Regular readers of this column will know that I don’t have a great deal of time for Photography Awards, competitions and juried shows. In particular those which are seem to be more about making money for the organisation that is running them – and there are quite a few of those around who regularly e-mail me about their contests.
I won’t name names, if only for legal reasons, but it is generally pretty obvious if you check the organisations web pages and look for the results of any previous contests which ones are entirely spurious. But I feel that even some otherwise reputable organisations sometimes look upon running a competition as a method of raising funds more than anything else.
Some contests are at least very close to fraudulent. It might be flattering to your ego to become the ‘XYZ Master Photographer of the Year’ but can be totally meaningless if the XYZ contest is one that nobody ever hears about and has absolutely no credibility in the photographic world. And if XYZ only publishes enough copies of their awards book to send out to the winners and holds a exhibition for a day in a hotel to which nobody is invited it won’t make a great dent in the $30 they got from each of the 5,000 photographers who sent in a picture.
Various organisations have often looked on competitions as a cheap way of getting images to use on their web sites and even in advertising. It’s always vital to read the rules, especially any small print about what rights you are giving away by entering.
The most common problem is ‘rights grabs’; if the rules allow more than the organisation running the contest to use the winning images in publicity in connection with the competition and exhibitions of work from it, then a warning bell should ring loudly. If, as in the first I found in a web search it says something like “All entries may be used for future marketing campaigns and activity by XXX and its partners” you can be clear there is something very wrong.

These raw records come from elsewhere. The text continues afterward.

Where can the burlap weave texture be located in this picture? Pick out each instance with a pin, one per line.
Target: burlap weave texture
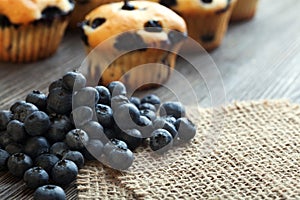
(256, 156)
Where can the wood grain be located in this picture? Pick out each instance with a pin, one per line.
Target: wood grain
(259, 59)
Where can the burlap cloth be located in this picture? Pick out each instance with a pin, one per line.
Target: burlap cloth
(255, 156)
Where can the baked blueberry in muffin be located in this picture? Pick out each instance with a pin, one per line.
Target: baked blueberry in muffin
(141, 32)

But most of the well-known awards and contests – even when they charge an entry fee – are actually at least in part about putting money into photography by actually giving it to the photographers, which is in principle a good thing, though sometimes they seem to give it to the wrong photographers.

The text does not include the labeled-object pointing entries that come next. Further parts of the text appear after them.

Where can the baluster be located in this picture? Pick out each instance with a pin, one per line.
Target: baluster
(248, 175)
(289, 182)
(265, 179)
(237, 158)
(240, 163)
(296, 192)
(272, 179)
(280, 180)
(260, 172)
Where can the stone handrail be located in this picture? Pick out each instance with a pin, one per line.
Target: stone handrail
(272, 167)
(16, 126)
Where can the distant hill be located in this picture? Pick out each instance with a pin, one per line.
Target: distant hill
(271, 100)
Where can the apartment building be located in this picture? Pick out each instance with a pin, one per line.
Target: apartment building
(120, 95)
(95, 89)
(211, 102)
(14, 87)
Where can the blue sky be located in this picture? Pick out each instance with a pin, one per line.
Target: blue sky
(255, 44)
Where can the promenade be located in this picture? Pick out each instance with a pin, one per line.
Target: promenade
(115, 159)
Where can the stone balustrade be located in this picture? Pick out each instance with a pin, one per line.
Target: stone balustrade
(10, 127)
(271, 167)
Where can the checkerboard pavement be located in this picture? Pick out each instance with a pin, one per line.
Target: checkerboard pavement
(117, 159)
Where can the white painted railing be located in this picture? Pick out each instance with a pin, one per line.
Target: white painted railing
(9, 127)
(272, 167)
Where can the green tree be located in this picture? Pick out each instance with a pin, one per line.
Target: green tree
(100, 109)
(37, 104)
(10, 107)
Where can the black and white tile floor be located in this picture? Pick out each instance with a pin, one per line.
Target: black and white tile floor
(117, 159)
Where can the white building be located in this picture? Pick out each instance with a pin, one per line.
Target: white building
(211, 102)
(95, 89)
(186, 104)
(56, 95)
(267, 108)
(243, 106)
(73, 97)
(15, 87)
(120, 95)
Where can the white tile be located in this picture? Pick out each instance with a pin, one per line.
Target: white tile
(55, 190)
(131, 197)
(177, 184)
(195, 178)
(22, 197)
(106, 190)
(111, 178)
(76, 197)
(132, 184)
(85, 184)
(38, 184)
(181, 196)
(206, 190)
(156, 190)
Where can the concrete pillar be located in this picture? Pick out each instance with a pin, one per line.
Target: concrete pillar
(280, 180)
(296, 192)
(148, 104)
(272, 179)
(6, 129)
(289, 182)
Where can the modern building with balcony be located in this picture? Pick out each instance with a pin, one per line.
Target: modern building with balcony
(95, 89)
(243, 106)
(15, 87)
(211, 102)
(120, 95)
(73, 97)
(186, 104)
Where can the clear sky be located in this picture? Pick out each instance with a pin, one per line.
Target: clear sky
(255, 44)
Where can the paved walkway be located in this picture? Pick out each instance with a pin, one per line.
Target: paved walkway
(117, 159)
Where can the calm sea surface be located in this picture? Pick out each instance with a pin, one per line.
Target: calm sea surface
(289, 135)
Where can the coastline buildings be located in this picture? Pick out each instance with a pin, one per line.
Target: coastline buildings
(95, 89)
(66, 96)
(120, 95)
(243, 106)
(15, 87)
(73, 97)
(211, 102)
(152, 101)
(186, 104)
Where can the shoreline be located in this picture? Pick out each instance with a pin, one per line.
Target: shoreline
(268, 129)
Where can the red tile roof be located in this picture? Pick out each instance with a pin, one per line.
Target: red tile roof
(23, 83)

I have occasionally in the past entered for some contests, and put work in for juried shows, and have had a little success, though nothing I’d ever feel worth putting on a CV.
I’ve even put work into one or two which required me to pay for entry, either because the amounts involved seemed reasonable or because they were offering something in return – like a catalogue or DVD even to those unlucky to be chosen. And I chose that word ‘unlucky’ deliberately, because often the judging process, or certainly the short-listing, for some is carried out in a way that precludes any real consideration of the work.
Lewis Bush in his Disphotic blog on visual culture a few days ago published a post
The Transparent Jury and the Opaque Prize, looking in particular at the Aperture Paris Photobook awards shortlist. The immediate object of his attention was the fact that one of the judges, David Campany, himself had a book in the five listed. After he wrote the piece Aperture did point out that Campany withdrew from the panel during the consideration of his work, but, as Bush writes:
A pre-existing jury from which one member briefly exempts themselves briefly might feel a lingering sense of loyalty to one of their own, or just as possible depending on the individual dynamics, a sense of antagonism. How can a jury knowingly judge something closely connected to one of their own and treat it in the same way as the work of a normal contributor?
Like Bush, I have no argument with Campany or with the work that was short-listed, though I think Aperture put him in an invidious and insupportable position.
Photoshelter published an interesting blog post that looked at a few contests and weighed up the pros and cons of entry, giving them a rating from A to D. For a slightly less favourable view you can read The Biggest Scam In Photography (and the comments to it) and Why You Should Avoid Paid-For Photography Competitions.